AL West Champs – How Sweet It Is!

A’s players stream onto the field following the final out

As I write this, it will be 41 years tomorrow that my dad extracted my brother and I from school to attend a baseball game. October 5, 1971 was a warm Indian summer morning in the bay area. That afternoon, game 3 of the 1971 American League playoffs would take place between the Baltimore Orioles and my hometown Oakland A’s. My classmates were envious, and I had to endure their good-natured teasing, but knew that somehow the class would monitor the progress of the game. My very first playoff experience.

Some striking similarities in the game Mary Ann and I attended yesterday. Weekday game with a playoff atmosphere, kids in attendance missing school, classic bay area Indian summer weather, Oakland Coliseum, green and gold taking the field, a palpable level of excitement. Game #162, the final game in a season full of magic and exceeded expectations. We endured a loss back in ’71, Jim Palmer threw a complete game, despite a pair of home runs by Reggie Jackson. But the O’s were a powerhouse, even though they lost to the Pirates in the World Series, their lineup was formidable up and down.

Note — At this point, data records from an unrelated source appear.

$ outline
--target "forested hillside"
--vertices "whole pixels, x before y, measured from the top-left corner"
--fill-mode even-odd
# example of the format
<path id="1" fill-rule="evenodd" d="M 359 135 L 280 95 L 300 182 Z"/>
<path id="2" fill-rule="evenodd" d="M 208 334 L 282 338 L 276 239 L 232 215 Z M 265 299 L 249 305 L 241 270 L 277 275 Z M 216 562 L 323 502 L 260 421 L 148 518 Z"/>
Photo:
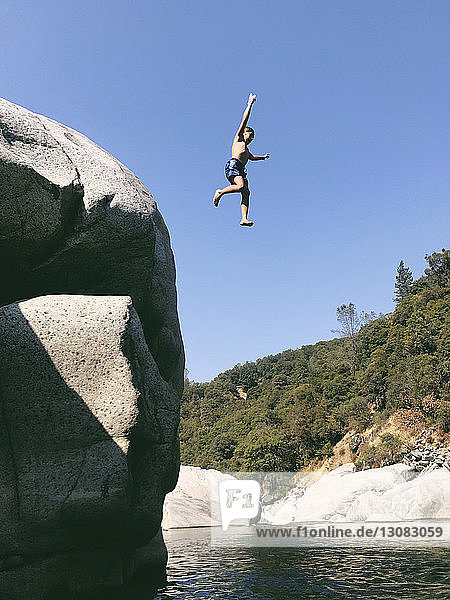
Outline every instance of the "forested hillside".
<path id="1" fill-rule="evenodd" d="M 346 432 L 393 413 L 449 431 L 450 250 L 425 259 L 416 281 L 400 263 L 392 313 L 342 305 L 336 339 L 236 365 L 209 383 L 186 379 L 182 463 L 299 470 L 329 456 Z"/>

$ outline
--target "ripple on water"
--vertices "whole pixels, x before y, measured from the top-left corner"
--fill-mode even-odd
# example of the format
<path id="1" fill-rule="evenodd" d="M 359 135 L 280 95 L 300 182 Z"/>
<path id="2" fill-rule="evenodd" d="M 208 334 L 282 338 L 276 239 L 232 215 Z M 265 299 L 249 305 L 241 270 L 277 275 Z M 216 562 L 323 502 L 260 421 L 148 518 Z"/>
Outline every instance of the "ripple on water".
<path id="1" fill-rule="evenodd" d="M 158 600 L 449 600 L 450 549 L 219 548 L 207 528 L 164 532 Z"/>

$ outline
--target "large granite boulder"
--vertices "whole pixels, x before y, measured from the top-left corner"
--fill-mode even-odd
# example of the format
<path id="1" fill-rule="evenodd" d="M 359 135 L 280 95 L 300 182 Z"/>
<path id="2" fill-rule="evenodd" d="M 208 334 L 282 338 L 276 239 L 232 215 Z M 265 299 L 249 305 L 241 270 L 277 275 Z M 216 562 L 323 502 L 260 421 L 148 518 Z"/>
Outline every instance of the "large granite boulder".
<path id="1" fill-rule="evenodd" d="M 120 583 L 177 480 L 178 395 L 129 297 L 14 303 L 0 331 L 0 597 Z"/>
<path id="2" fill-rule="evenodd" d="M 219 482 L 234 479 L 215 469 L 181 465 L 175 489 L 164 501 L 163 529 L 222 525 Z"/>
<path id="3" fill-rule="evenodd" d="M 169 235 L 149 191 L 77 131 L 0 99 L 0 305 L 127 295 L 161 375 L 184 354 Z"/>
<path id="4" fill-rule="evenodd" d="M 2 99 L 0 277 L 0 597 L 165 564 L 184 371 L 166 226 L 115 158 Z"/>
<path id="5" fill-rule="evenodd" d="M 302 496 L 288 495 L 264 507 L 262 519 L 273 525 L 351 520 L 353 507 L 361 496 L 370 492 L 380 498 L 416 476 L 414 469 L 401 463 L 358 472 L 353 463 L 347 463 L 323 475 Z"/>

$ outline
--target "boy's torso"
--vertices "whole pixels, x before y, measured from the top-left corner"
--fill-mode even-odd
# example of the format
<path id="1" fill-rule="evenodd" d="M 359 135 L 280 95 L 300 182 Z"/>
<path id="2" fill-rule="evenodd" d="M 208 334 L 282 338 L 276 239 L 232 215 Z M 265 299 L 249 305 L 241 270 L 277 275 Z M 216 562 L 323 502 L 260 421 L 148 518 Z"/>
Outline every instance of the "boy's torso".
<path id="1" fill-rule="evenodd" d="M 231 146 L 231 156 L 237 158 L 244 166 L 248 162 L 249 154 L 245 142 L 233 142 L 233 145 Z"/>

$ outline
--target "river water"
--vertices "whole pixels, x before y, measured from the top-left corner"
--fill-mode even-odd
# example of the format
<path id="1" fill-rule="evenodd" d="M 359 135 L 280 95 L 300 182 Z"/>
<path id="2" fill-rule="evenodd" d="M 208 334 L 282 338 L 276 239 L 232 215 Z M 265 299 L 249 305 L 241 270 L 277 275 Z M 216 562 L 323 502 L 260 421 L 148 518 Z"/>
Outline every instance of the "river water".
<path id="1" fill-rule="evenodd" d="M 164 532 L 158 600 L 449 600 L 450 549 L 222 548 L 208 528 Z"/>

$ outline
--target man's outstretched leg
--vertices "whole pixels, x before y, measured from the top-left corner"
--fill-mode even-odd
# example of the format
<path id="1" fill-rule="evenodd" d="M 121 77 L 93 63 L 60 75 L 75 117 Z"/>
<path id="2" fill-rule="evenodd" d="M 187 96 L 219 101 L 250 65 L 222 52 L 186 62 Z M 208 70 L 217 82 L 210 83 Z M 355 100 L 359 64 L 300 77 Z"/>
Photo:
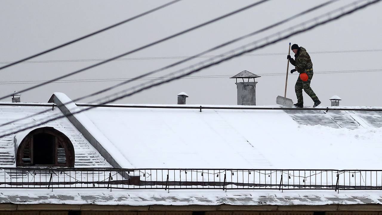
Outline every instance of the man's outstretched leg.
<path id="1" fill-rule="evenodd" d="M 308 96 L 310 96 L 312 100 L 314 102 L 314 104 L 313 105 L 313 107 L 316 108 L 321 104 L 321 101 L 320 101 L 320 99 L 318 99 L 318 97 L 317 97 L 310 86 L 311 81 L 313 78 L 313 71 L 306 72 L 306 74 L 308 75 L 308 80 L 306 81 L 303 81 L 302 84 L 304 91 Z"/>
<path id="2" fill-rule="evenodd" d="M 297 97 L 297 103 L 293 104 L 293 106 L 297 108 L 304 107 L 304 98 L 303 97 L 303 80 L 298 77 L 297 81 L 296 82 L 295 85 L 295 91 L 296 91 L 296 96 Z"/>

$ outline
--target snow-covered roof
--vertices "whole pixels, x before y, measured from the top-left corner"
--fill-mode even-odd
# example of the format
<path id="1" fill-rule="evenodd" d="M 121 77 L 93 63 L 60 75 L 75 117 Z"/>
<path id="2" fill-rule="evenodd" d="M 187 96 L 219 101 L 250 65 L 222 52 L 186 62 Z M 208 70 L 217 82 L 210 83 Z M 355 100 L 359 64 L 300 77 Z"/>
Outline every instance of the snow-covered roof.
<path id="1" fill-rule="evenodd" d="M 334 96 L 332 96 L 332 98 L 330 98 L 329 99 L 329 100 L 342 100 L 342 99 L 341 99 L 341 98 L 340 98 L 340 96 L 338 96 L 334 95 Z"/>
<path id="2" fill-rule="evenodd" d="M 30 116 L 47 109 L 51 111 L 28 119 L 23 119 L 10 124 L 0 126 L 0 133 L 15 128 L 22 127 L 27 123 L 38 121 L 41 119 L 54 116 L 61 111 L 57 108 L 42 106 L 40 105 L 52 106 L 52 103 L 0 103 L 0 124 L 3 124 L 15 120 Z M 28 106 L 23 105 L 27 105 Z M 66 118 L 48 122 L 38 127 L 29 129 L 0 138 L 0 164 L 2 167 L 16 167 L 16 150 L 23 139 L 31 131 L 38 127 L 50 127 L 65 134 L 69 138 L 75 151 L 74 165 L 76 167 L 111 167 L 99 153 L 85 138 L 82 134 Z M 6 155 L 6 156 L 5 156 Z"/>
<path id="3" fill-rule="evenodd" d="M 148 107 L 84 113 L 136 168 L 369 169 L 382 162 L 379 111 Z M 354 159 L 360 155 L 367 156 Z"/>
<path id="4" fill-rule="evenodd" d="M 186 93 L 185 93 L 184 92 L 181 92 L 181 93 L 179 93 L 178 94 L 178 96 L 184 96 L 186 97 L 188 97 L 188 95 L 187 95 L 187 94 Z"/>

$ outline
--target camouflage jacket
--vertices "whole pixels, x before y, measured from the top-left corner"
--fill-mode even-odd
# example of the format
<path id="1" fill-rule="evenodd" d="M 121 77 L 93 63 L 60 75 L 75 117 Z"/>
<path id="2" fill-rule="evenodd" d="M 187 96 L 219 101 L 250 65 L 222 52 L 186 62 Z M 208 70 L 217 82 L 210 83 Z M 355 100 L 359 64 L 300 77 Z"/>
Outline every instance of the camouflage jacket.
<path id="1" fill-rule="evenodd" d="M 295 59 L 291 58 L 289 62 L 296 67 L 296 69 L 300 73 L 305 72 L 305 70 L 313 68 L 313 64 L 309 54 L 303 47 L 298 48 L 297 54 L 295 55 Z"/>

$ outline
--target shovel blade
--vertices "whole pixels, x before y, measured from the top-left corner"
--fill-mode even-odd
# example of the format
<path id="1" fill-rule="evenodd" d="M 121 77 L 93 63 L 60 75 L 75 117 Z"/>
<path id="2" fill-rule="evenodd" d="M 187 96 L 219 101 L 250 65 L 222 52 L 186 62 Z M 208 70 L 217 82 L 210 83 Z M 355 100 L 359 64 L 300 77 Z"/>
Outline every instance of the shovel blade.
<path id="1" fill-rule="evenodd" d="M 276 98 L 276 103 L 289 108 L 293 107 L 293 101 L 290 99 L 278 96 Z"/>

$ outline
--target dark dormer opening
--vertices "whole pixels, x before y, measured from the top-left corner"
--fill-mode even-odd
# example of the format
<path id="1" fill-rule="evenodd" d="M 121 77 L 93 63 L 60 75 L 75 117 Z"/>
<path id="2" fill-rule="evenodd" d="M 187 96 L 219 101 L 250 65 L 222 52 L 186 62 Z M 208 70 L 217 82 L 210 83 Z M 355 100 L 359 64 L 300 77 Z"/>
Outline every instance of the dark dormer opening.
<path id="1" fill-rule="evenodd" d="M 51 127 L 35 129 L 19 145 L 16 165 L 74 166 L 73 145 L 65 134 Z"/>
<path id="2" fill-rule="evenodd" d="M 33 136 L 34 165 L 55 164 L 56 137 L 50 134 L 39 134 Z"/>

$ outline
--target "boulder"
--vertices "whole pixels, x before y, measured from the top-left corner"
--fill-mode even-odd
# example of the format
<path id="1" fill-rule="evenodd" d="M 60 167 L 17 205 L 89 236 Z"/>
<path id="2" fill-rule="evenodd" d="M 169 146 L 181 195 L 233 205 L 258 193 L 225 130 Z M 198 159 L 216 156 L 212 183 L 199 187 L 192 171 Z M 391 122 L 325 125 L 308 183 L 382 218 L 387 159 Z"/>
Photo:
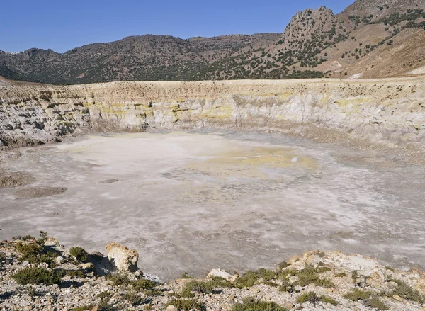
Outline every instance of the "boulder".
<path id="1" fill-rule="evenodd" d="M 106 245 L 108 259 L 116 268 L 123 272 L 135 272 L 138 270 L 139 254 L 135 249 L 129 249 L 118 243 Z"/>

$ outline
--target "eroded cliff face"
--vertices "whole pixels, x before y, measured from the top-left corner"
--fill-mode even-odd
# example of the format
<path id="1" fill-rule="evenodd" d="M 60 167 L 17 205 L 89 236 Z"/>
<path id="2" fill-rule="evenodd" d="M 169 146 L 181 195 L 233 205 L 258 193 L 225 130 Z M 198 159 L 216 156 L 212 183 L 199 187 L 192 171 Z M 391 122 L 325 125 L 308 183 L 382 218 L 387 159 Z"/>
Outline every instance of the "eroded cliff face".
<path id="1" fill-rule="evenodd" d="M 312 138 L 326 130 L 322 141 L 355 137 L 420 149 L 425 79 L 0 86 L 0 142 L 8 147 L 96 130 L 249 127 L 302 136 L 302 125 Z"/>

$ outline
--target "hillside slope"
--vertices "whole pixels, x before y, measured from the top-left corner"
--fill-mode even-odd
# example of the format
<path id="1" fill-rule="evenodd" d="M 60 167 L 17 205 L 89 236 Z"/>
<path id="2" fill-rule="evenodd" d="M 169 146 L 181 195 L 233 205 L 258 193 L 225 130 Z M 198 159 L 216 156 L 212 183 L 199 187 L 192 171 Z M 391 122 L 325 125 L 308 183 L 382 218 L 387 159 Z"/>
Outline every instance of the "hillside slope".
<path id="1" fill-rule="evenodd" d="M 298 12 L 280 34 L 146 35 L 63 54 L 0 51 L 0 75 L 71 84 L 421 74 L 424 9 L 425 0 L 357 0 L 338 15 L 324 6 Z"/>

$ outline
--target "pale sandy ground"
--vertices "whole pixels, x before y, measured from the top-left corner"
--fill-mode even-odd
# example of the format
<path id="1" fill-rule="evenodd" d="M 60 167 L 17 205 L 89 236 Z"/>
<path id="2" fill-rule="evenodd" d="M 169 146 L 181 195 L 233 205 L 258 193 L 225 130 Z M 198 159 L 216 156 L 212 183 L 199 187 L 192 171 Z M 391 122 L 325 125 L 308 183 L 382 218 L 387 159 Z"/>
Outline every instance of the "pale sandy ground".
<path id="1" fill-rule="evenodd" d="M 90 136 L 21 152 L 1 166 L 31 173 L 29 193 L 68 189 L 0 188 L 1 238 L 42 230 L 103 253 L 116 241 L 165 280 L 314 249 L 424 268 L 425 168 L 385 154 L 255 132 Z"/>

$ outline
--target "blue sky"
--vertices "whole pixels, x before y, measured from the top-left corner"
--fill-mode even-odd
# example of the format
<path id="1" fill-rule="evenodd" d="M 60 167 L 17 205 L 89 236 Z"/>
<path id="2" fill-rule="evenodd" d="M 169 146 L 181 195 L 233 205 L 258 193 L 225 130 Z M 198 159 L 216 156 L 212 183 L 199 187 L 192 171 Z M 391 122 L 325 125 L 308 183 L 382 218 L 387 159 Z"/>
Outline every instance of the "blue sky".
<path id="1" fill-rule="evenodd" d="M 339 13 L 353 0 L 1 0 L 0 50 L 72 47 L 129 35 L 281 33 L 290 18 L 323 5 Z"/>

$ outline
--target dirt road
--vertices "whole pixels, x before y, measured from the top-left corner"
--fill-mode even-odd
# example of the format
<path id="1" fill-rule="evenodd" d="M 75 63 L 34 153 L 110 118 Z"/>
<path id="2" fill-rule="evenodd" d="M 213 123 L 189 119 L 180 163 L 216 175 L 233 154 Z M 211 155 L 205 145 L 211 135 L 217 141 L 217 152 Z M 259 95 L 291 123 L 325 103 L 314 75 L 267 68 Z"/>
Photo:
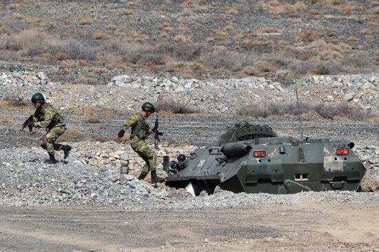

Texas has a lineup more than capable of lighting up a pitching staff, but my A’s never flinched.

To say that history was made this day is a little misleading, but it certainly marked the culmination of an incredible regular season.

My observations:

A.J. Griffin was pulled after surrendering 5 runs. Unfortunate for him, the quality of his pitches wasn’t all that bad, it looked to me like he was more a victim of bad luck more than anything else. Evan Scribner relieved Griffin and ended up getting the win, but after getting a force out on one pitch in the 3rd, he did give up some loud contact the following inning. With 2 out, Beltre smashed a single, Cruz doubled and Young lined out to first. Were it not for Brandon Moss’ reach, Young probably has 2 RBIs. Scribner was sharp in the 5th and into the 6th inning.

A 4-run lead was not enough to strike fear into the hearts of the A’s and their faithful fans. Yes, the volume dropped temporarily until Scribner got the out in the 3rd, but we sensed that being as early in the game as it was, scoring 4 runs was certainly within our reach.

A’s players run a victory lap after their infield celebration. Ah, to have front row seats – alas.

A’s fans are my people. It was like sitting with extended family – high fives, “Let’s Go Oakland” chants, vuvuzela blasts – the works. Lots of love in the stands.

The right field bleachers greet Grant Balfour with the boxing kangaroo move. Hilarious!

The players not only feel the love, they give it right back. The infield celebration was madness, the victory lap run by the entire roster afterward was even better. They just couldn’t get enough, returning to the field over an hour after the last out.